The Apple Security Bounty program is essentially a program in which Apple incentivizes security researchers to find bugs in Apple’s various operating systems and report them to the company in exchange for a pretty sizable monetary reward. As ZDNet notes, when the program was first launched in 2016, it only accepted bug reports for iOS bugs from certain researchers who had been invited to participate in the program. But as of this week, the Security Bounty program has officially expanded to not only accept MacOS bugs, but also bugs from other Apple operating systems, and it now allows the participation of all security researchers.
The newly published webpage on Apple’s website provides details on the current iteration of the Security Bounty program, including eligibility guidelines, bounty categories (and their associated maximum rewards), and instructions on how to submit a bug report.
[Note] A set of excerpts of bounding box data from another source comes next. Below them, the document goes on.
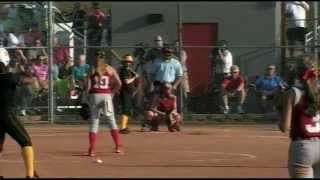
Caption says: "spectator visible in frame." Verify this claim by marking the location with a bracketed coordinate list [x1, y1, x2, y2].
[71, 54, 90, 90]
[286, 1, 310, 57]
[58, 57, 72, 79]
[0, 47, 10, 66]
[87, 2, 107, 46]
[31, 55, 48, 92]
[27, 39, 48, 59]
[150, 48, 183, 99]
[175, 41, 190, 98]
[221, 65, 246, 114]
[144, 35, 164, 62]
[24, 23, 44, 47]
[70, 2, 86, 56]
[9, 49, 32, 116]
[143, 35, 164, 89]
[119, 54, 138, 134]
[212, 40, 233, 87]
[70, 2, 87, 35]
[53, 37, 69, 68]
[255, 65, 286, 113]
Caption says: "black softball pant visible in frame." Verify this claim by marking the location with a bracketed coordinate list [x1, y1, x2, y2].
[0, 110, 32, 147]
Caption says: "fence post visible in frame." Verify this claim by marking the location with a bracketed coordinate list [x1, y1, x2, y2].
[47, 1, 54, 124]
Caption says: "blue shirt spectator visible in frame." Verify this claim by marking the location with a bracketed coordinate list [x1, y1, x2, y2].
[255, 65, 285, 91]
[71, 54, 90, 80]
[71, 64, 90, 80]
[150, 58, 183, 83]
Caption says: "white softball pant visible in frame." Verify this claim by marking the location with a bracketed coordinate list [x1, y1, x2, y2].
[288, 138, 320, 178]
[88, 93, 118, 133]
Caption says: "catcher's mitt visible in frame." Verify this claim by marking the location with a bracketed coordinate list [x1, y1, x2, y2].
[79, 103, 90, 121]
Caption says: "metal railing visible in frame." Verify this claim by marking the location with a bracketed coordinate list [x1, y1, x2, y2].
[305, 25, 320, 53]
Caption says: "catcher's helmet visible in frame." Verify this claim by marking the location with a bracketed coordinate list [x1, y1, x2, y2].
[79, 104, 90, 121]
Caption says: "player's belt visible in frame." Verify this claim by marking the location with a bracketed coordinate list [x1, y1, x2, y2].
[292, 137, 320, 141]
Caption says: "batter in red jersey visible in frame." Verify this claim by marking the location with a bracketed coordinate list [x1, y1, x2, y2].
[87, 53, 121, 156]
[279, 56, 320, 178]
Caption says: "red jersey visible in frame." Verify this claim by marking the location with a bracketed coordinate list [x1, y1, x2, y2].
[222, 74, 244, 90]
[89, 73, 111, 94]
[290, 88, 320, 140]
[158, 96, 176, 113]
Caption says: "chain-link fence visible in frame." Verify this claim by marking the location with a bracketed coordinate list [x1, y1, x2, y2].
[0, 2, 320, 123]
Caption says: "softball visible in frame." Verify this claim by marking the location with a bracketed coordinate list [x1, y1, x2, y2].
[96, 159, 103, 164]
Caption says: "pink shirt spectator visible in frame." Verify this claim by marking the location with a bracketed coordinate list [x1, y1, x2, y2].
[24, 31, 42, 46]
[53, 46, 69, 64]
[31, 64, 48, 81]
[89, 10, 108, 26]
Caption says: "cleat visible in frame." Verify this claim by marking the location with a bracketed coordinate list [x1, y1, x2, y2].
[237, 105, 244, 114]
[26, 171, 40, 179]
[114, 146, 123, 154]
[88, 149, 96, 157]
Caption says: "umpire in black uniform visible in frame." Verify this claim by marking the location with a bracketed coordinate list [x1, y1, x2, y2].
[0, 62, 38, 178]
[119, 54, 138, 134]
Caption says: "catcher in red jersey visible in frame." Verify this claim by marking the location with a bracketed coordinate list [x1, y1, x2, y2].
[279, 56, 320, 178]
[146, 83, 182, 132]
[87, 52, 122, 156]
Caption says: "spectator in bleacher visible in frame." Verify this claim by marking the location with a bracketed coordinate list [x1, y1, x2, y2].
[143, 35, 164, 89]
[212, 40, 233, 88]
[24, 23, 44, 47]
[255, 64, 286, 113]
[27, 39, 48, 59]
[69, 2, 87, 56]
[9, 48, 32, 116]
[87, 2, 107, 46]
[71, 54, 90, 88]
[58, 57, 73, 79]
[70, 2, 87, 34]
[150, 48, 183, 100]
[174, 41, 190, 98]
[31, 55, 48, 93]
[285, 1, 310, 57]
[53, 37, 69, 68]
[118, 54, 139, 134]
[221, 65, 246, 114]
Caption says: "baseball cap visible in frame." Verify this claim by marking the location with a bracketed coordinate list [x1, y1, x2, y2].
[162, 48, 173, 57]
[230, 65, 240, 72]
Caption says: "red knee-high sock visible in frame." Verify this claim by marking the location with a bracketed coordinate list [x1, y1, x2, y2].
[110, 129, 121, 148]
[89, 132, 97, 153]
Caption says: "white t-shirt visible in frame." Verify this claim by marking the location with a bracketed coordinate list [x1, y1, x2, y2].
[0, 48, 10, 66]
[286, 1, 307, 28]
[216, 49, 233, 73]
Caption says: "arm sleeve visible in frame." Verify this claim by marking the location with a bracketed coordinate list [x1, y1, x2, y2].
[176, 62, 183, 77]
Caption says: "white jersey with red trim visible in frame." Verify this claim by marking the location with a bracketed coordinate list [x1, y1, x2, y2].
[89, 73, 111, 94]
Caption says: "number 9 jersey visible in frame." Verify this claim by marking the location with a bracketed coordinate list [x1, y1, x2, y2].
[89, 72, 112, 94]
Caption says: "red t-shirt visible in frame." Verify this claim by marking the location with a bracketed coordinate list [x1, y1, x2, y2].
[222, 74, 244, 90]
[290, 90, 320, 140]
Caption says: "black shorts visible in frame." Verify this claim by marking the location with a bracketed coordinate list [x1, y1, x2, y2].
[0, 110, 32, 147]
[287, 27, 307, 45]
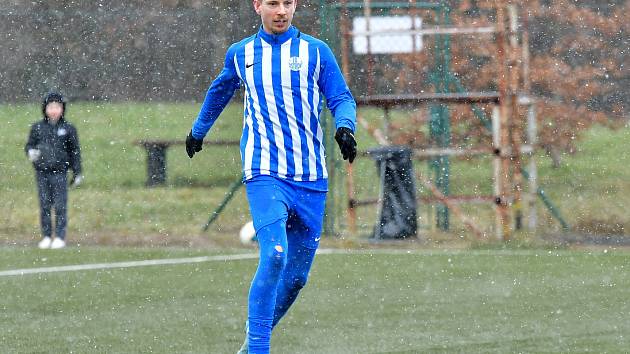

There’s even a separate page that lists example payouts for different kinds of bugs.
In addition to MacOS bugs, the program officially accepts bug reports for iOS, iPadOS, tvOS, and WatchOS. There doesn’t appear to be any MacOS specific-guidelines for submitting bug reports about it, but generally speaking, in order to be eligible for a bounty, researchers must follow three main guidelines:
- You have to be the first one to report the bug to Apple Product Security.
- A report must be submitted and it should be “clear” and contain “a working exploit.”
- You can’t publicize the bug until “Apple releases the security advisory for the report.”
It’s also worth noting that if the bug has “significant impact to users,” Apple will still take it into consideration for a bounty payment even if it doesn’t “fit the published bounty categories.” Also, the bounties themselves aren’t tiny. In fact, the smallest example payout listed was $25,000 and the largest payout appears to be $1 million.